Yes this boat has ran before, They guy who had it, had it for 8 years and said he maybe had it out 10 times he took it out 1 time last year and then decieded he didn't want it no more cause he never took it out. Thats when i got it and he said he would guarentee it to run. He forgot to put battery on charger so he said to take it home and charge it and let him know if that works. I called the guy back and he said to take it to the repair shop and get it fixed. So i decided I would try taking a look at it well then I seen he had the cables on the wrong side red was on neg. and black on pos. So then i switched them over and it turned over just like it was brand new just wouldn't fire. Then thats when I got new spark plugs and changed oil in it.
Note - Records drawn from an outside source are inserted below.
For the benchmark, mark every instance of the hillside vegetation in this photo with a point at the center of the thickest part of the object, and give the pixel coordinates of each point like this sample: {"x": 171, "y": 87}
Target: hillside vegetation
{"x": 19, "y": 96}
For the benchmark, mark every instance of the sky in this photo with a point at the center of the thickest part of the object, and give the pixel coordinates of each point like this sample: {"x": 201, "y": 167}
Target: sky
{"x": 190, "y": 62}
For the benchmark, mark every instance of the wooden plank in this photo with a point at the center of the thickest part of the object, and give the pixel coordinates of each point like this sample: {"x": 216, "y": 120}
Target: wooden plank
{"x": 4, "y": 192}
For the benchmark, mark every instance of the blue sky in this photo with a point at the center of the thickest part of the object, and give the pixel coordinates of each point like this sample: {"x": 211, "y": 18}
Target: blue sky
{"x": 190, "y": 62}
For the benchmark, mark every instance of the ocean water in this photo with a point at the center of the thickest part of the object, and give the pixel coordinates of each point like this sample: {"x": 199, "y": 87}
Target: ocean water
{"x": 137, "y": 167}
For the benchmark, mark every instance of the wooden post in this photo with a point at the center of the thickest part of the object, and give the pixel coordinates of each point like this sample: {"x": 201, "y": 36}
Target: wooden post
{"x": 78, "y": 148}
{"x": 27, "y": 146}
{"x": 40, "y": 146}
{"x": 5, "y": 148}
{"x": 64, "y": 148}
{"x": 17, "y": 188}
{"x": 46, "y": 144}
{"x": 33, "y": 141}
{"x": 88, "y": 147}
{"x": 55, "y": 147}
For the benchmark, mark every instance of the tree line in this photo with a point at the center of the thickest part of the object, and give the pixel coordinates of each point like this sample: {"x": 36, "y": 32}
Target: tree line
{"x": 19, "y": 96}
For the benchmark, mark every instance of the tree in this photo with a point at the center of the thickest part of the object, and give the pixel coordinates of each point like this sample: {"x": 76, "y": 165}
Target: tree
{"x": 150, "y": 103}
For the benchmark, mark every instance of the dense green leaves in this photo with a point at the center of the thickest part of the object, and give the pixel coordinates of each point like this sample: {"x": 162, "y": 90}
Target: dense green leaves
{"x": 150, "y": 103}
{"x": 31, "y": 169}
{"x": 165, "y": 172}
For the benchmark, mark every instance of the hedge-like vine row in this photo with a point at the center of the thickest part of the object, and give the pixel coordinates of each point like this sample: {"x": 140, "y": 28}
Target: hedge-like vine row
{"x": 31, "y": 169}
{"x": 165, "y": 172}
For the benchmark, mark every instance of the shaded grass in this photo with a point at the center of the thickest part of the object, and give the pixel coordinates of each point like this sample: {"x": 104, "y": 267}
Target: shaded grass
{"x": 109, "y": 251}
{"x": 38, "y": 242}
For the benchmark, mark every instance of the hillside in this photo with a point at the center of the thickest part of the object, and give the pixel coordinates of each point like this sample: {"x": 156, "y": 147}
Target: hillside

Then it still couldn't figure it out. My brothers friend had one of these boats and he is looking at it right now. I was basically trying to be a nice guy and not charge this guy a lot of money to fix the boat labor and parts. But now i'm thinking I better just take it to the Boat repair shop and have them take a look at it. If you have any other idea's please let me know I am going to try to look at it a little more. The boat repair shop is booked for 2 weeks out yet. Thanks for all your help!!!!!
 
ahhhh.... check the regulator/ rectifier.. Switching cables on battery will ruin it. Not saying to put a new one on but definatly look into it and see if it is in spec. Do you have a manual?
 
I should have said "could" ruin it..i think you will be testing the diodes in this so put the NEG lead of your meter on the POS wire on the rectifier and with the POS lead of the meter touch each of the other wires one at a time. If you have continuity through all other wires swap the meter leads so the POS lead is now on the POS wire and with the NEG lead touch the other wires. You should have no continuity. This is the only way i can think of since this will be a bench test and not running test. hope this helps
 
Thats kinda what I thought to but we did a test on them and from what we are reading if we are doing it right the first pack runs 1 and 2 cylinder and 2 pack runs the 3rd cylinder. We tested the first pack and there was nothing on 1st cylinder but 2nd cylinder was about 40 omes and the 2nd pack we didn't have anything either.